Am Sonntagvormittag ruft meine Frau aus dem Badezimmer: „Was, es ist erst zwölf Uhr? Ich fühle mich irgendwie schon wie um eins!“ Es ist sogar erst um elf, denn ich habe die Wanduhr noch nicht zurückgestellt. Das heißt, im Bad herrscht noch Sommerzeit, Gott hat die geliehene Stunde noch nicht zurückerstattet. Und meine Frau glaubt trotzdem, diese Stunde gewonnen zu haben. Ist das nicht wunderbar?! Gefühlte Zeit sozusagen. Offenbar kann der Mensch seiner Psyche alles erzählen.

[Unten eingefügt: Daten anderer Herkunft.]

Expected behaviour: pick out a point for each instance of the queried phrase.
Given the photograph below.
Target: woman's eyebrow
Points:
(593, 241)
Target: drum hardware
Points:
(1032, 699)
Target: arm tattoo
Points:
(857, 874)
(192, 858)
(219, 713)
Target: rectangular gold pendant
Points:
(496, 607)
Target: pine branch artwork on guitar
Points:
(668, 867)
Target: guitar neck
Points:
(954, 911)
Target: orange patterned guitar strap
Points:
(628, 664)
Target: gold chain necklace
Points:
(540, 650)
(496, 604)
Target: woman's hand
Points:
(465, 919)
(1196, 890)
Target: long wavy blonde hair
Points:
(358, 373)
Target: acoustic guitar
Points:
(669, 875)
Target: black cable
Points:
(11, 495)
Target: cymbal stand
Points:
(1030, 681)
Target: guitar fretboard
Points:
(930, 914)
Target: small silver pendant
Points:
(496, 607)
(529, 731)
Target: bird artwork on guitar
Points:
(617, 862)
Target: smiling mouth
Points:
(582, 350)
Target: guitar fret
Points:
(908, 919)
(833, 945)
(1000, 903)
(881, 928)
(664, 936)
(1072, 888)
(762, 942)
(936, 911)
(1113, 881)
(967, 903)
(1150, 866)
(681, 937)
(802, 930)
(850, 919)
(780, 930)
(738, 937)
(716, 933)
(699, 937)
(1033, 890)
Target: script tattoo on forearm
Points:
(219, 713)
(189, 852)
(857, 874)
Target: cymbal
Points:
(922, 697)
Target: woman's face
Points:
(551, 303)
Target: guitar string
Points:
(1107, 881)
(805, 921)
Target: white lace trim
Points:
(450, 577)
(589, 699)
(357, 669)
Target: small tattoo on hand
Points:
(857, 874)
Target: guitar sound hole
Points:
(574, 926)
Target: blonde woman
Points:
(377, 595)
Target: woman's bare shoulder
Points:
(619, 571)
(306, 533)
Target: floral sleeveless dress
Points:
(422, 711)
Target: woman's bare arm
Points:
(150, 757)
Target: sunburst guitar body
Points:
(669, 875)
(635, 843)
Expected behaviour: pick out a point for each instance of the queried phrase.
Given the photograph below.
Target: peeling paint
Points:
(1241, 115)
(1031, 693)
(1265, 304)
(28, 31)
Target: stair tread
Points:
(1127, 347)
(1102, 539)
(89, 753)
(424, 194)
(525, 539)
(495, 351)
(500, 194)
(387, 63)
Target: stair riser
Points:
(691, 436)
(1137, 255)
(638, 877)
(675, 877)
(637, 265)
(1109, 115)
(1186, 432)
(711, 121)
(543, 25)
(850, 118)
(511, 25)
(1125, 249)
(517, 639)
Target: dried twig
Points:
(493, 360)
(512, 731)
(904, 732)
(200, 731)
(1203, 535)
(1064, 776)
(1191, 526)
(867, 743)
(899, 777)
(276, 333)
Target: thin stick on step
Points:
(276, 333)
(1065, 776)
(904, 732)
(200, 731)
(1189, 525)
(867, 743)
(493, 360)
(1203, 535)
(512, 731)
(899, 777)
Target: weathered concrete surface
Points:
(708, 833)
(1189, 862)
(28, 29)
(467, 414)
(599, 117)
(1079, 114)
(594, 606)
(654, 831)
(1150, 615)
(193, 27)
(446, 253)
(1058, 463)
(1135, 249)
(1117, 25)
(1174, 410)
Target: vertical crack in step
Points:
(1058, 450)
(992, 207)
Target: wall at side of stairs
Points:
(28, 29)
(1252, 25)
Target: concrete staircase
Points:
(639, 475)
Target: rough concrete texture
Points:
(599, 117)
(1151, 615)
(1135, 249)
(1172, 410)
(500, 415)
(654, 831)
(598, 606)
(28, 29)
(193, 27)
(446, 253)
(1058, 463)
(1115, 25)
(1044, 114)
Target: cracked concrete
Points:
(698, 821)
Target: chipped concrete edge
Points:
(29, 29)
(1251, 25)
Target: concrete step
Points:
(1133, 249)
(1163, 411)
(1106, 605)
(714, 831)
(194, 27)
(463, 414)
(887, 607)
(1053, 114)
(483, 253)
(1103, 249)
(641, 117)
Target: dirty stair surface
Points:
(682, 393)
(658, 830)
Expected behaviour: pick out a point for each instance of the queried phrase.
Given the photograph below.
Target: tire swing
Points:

Kurz nach drei bin ich auf halb fünf gestellt, und langsam erhebt sich die Frage, ob dieser Nachmittag kein Ende nehmen will. Dpa meldet, dass Zootiere die Zeitumstellung kaum bemerkten und speziell Vögel „mit dem Zwitschern anfangen, wenn es hell wird“. Verblüffend. Wahrscheinlich hatte ein Volontär dem Chef des dpa-Ressorts „Tierparkgeschichten“ versprochen: „Ich bring' Ihnen eine Story über Tierquälerei, Chef. Eine, in der ein Grottenolm traurig auf seine Armbanduhr glotzt und seufzt: Was denn, erst um fünf, und ich muss schon das Licht anknipsen.“

Als „Christiansen“ anfängt, ticken meine Augenlider schon gegen elf. Das macht es leicht, mir ihr Talent zu ersparen. 270 „Medienfrauen“ sind schlechter dran. Sie haben ihr gerade die „Saure Gurke“ für die „frauenfeindlichste TV-Sendung 1999“ zugesprochen. In 38 Sendungen nur 43 eingeladene Frauen, aber 201 Männer. Empörend. Es ist schließlich ein Privileg, sich direkt an Sabines Gedankenfeuerwerk wärmen zu dürfen.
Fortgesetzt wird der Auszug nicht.